W zapewnieniach, że Iran nie prowadzi prac nad bronią atomową, irańscy przywódcy wykorzystywali już wiele argumentów. Tym razem irański przywódca duchowy i polityczny, ajatollah Sajed Mohammad Ali Chamenei sięgnął po argument fundamentalny.
- Oskarżenia ze strony Zachodu są bezpodstawne, bo nasze przekonania religijne zabraniają nam użycia takiej broni - oświadczył ajatollah Chamenei, dodając, że Iran nie zabiega o uzyskanie takiej broni.

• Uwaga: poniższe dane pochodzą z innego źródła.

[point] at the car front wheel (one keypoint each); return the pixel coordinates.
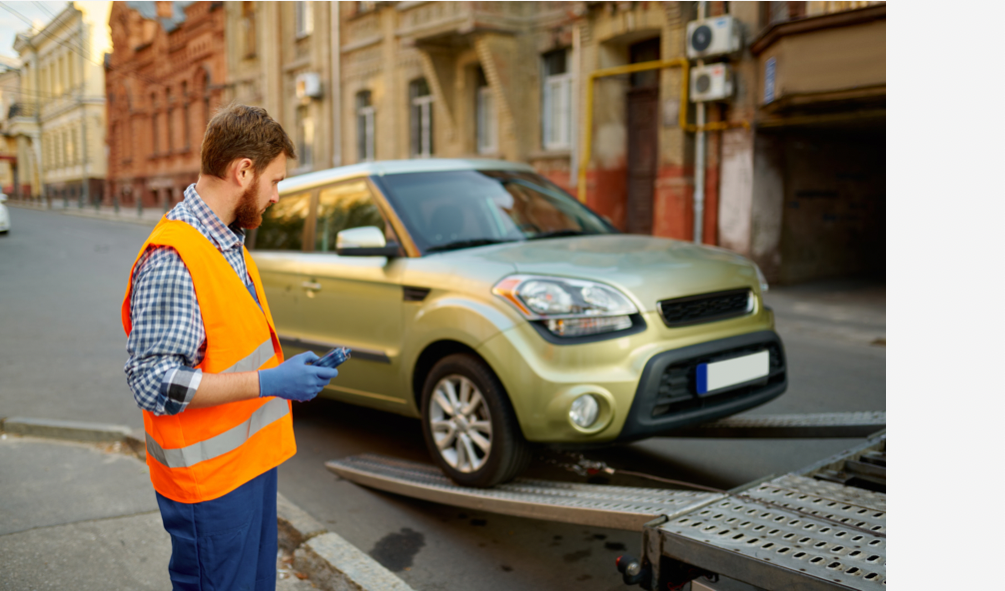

Podobne tłumaczenia nie przekonują Zachodu, który podejrzewa, że pod pozorem cywilnego programu wzbogacania uranu Teheran dąży do wyprodukowania materiału pozwalającego mu na zbudowanie bomby nuklearnej.
MAEA się niepokoi
Do takich wniosków skłania też stanowisko Międzynarodowej Agencji Energii Atomowej (MAEA), która w czwartek wyraziła w swym raporcie zaniepokojenie uzyskanymi informacjami, według których Iran buduje już głowicę nuklearną.
Z raportu dyrektora tej oenzetowskiej agencji przekazanego w piątek Radzie Gubernatorów (zarząd MAEA) wynika, że Iran nie zapewnia niezbędnej współpracy, która pozwoliłaby MAEA na potwierdzenie, że Teheran nie pracuje nad bronią.
W celu potwierdzenia, że "cały materiał jądrowy w Iranie jest wykorzystywany w celach pokojowych, konieczne jest przekonanie o nieobecności w programie nuklearnym Iranu możliwych komponentów o charakterze militarnym" - podkreślono w raporcie.
Iran wzbogaca
Zaznaczono, że informacje, którymi dysponuje MAEA, wywołują niepokój z powodu możliwego prowadzenia przez Iran działań związanych z pracami nad bronią atomową.
Iran rozpoczął 9 lutego wzbogacanie uranu do 20 proc., twierdząc, że robi to na potrzeby reaktora badawczego w Teheranie, produkującego izotopy do celów medycznych. Iran zdecydował się na to mimo protestów mocarstw zachodnich, które zagroziły nowymi sankcjami.